Taking a look back first, we see that the company grew revenue by an impressive 25% last year. Pleasingly, revenue has also lifted 50% in aggregate from three years ago, thanks to the last 12 months of growth. Accordingly, shareholders would have definitely welcomed those medium-term rates of revenue growth.

Shifting to the future, estimates from the sole analyst covering the company suggest revenue should grow by 25% over the next year. With the industry only predicted to deliver 18%, the company is positioned for a stronger revenue result.

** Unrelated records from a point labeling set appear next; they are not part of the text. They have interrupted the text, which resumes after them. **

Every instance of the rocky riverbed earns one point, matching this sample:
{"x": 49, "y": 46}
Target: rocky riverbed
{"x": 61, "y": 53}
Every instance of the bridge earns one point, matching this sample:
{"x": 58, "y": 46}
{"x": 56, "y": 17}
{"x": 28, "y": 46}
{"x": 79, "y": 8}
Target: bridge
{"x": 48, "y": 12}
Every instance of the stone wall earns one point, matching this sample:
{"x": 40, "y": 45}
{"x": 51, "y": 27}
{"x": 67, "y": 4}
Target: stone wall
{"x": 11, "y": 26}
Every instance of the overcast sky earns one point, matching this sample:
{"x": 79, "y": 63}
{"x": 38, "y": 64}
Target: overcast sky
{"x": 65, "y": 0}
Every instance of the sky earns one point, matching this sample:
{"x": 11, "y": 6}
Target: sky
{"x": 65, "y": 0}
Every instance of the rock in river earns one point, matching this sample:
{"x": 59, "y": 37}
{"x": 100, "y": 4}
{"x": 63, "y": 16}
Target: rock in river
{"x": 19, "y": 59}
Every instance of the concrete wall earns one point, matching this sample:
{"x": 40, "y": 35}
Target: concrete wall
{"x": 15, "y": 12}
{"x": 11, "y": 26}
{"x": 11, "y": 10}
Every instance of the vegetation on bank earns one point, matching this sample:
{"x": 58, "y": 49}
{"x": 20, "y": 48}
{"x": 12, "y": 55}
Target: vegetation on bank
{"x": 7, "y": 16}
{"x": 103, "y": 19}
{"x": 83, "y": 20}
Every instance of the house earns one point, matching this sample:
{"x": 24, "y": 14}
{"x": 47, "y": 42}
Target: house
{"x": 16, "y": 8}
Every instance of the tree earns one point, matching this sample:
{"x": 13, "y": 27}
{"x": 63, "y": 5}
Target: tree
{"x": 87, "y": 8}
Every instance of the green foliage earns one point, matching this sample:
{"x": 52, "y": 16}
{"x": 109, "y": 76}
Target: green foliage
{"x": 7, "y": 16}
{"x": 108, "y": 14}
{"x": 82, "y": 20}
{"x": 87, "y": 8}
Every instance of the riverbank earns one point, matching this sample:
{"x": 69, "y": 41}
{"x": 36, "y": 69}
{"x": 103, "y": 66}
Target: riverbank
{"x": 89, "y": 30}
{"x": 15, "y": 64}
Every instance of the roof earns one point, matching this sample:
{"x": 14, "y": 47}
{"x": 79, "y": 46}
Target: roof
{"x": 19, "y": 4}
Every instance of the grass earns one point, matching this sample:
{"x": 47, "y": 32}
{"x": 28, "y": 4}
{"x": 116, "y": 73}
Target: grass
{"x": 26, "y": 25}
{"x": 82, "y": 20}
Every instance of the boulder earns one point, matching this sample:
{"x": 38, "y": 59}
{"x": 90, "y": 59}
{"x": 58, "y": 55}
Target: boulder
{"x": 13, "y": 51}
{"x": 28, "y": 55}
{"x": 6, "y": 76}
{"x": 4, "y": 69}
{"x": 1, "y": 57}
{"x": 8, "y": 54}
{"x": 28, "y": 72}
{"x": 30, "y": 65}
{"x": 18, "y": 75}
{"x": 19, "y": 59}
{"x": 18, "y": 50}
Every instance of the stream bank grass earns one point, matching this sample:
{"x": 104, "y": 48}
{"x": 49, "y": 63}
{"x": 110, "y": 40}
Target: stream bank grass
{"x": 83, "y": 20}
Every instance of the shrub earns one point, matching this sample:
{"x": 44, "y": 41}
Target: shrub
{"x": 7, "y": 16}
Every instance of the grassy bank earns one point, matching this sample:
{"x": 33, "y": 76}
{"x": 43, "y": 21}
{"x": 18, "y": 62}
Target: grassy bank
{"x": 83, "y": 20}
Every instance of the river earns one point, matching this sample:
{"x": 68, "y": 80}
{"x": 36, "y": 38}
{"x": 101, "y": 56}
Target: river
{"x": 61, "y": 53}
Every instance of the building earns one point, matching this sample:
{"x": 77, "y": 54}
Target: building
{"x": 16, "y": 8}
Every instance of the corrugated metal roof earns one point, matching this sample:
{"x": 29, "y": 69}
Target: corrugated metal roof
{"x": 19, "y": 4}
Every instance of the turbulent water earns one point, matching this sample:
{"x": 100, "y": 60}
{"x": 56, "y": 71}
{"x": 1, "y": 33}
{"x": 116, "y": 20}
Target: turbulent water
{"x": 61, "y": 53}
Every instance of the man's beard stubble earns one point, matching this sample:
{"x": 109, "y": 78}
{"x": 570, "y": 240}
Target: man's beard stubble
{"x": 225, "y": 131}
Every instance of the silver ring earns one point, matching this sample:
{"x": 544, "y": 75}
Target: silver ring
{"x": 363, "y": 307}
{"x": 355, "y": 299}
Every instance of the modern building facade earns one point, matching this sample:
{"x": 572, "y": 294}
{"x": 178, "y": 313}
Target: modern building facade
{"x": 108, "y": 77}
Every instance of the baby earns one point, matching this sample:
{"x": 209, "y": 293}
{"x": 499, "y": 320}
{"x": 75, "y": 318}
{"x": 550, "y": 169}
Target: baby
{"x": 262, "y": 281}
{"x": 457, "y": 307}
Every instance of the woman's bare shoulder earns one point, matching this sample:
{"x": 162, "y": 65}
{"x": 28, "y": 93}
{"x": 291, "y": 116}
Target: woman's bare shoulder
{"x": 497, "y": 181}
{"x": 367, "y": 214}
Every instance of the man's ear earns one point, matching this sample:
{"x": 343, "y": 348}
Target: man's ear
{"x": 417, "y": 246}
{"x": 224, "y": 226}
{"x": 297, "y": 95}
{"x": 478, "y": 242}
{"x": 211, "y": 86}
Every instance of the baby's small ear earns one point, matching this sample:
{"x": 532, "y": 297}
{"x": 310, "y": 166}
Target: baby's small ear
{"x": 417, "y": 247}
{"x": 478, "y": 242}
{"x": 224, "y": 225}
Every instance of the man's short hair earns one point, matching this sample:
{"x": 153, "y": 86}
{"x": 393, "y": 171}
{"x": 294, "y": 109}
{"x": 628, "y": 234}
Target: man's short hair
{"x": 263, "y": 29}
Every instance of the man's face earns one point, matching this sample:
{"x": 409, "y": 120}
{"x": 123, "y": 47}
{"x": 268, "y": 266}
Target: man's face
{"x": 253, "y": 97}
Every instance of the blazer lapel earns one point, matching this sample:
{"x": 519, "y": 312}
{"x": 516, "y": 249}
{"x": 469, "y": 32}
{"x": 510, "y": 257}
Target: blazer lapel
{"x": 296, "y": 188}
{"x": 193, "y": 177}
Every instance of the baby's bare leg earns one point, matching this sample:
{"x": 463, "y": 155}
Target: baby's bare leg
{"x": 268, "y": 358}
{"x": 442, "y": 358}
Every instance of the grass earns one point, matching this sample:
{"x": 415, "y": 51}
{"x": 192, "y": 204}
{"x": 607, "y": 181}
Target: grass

With this in consideration, we find it intriguing that Tonymoly's P/S is closely matching its industry peers. It may be that most investors aren't convinced the company can achieve future growth expectations.

The Bottom Line On Tonymoly's P/S

With its share price dropping off a cliff, the P/S for Tonymoly looks to be in line with the rest of the Personal Products industry. Using the price-to-sales ratio alone to determine if you should sell your stock isn't sensible, however it can be a practical guide to the company's future prospects.

Looking at Tonymoly's analyst forecasts revealed that its superior revenue outlook isn't giving the boost to its P/S that we would've expected. Perhaps uncertainty in the revenue forecasts are what's keeping the P/S ratio consistent with the rest of the industry. However, if you agree with the analysts' forecasts, you may be able to pick up the stock at an attractive price.

You should always think about risks. Case in point, we've spotted 3 warning signs for Tonymoly you should be aware of, and 1 of them shouldn't be ignored.

If strong companies turning a profit tickle your fancy, then you'll want to check out this free list of interesting companies that trade on a low P/E (but have proven they can grow earnings).

Valuation is complex, but we're here to simplify it.

Discover if Tonymoly might be undervalued or overvalued with our detailed analysis, featuring fair value estimates, potential risks, dividends, insider trades, and its financial condition.

Access Free Analysis

Have feedback on this article? Concerned about the content? Get in touch with us directly. Alternatively, email editorial-team (at) simplywallst.com.

This article by Simply Wall St is general in nature. We provide commentary based on historical data and analyst forecasts only using an unbiased methodology and our articles are not intended to be financial advice. It does not constitute a recommendation to buy or sell any stock, and does not take account of your objectives, or your financial situation. We aim to bring you long-term focused analysis driven by fundamental data. Note that our analysis may not factor in the latest price-sensitive company announcements or qualitative material. Simply Wall St has no position in any stocks mentioned.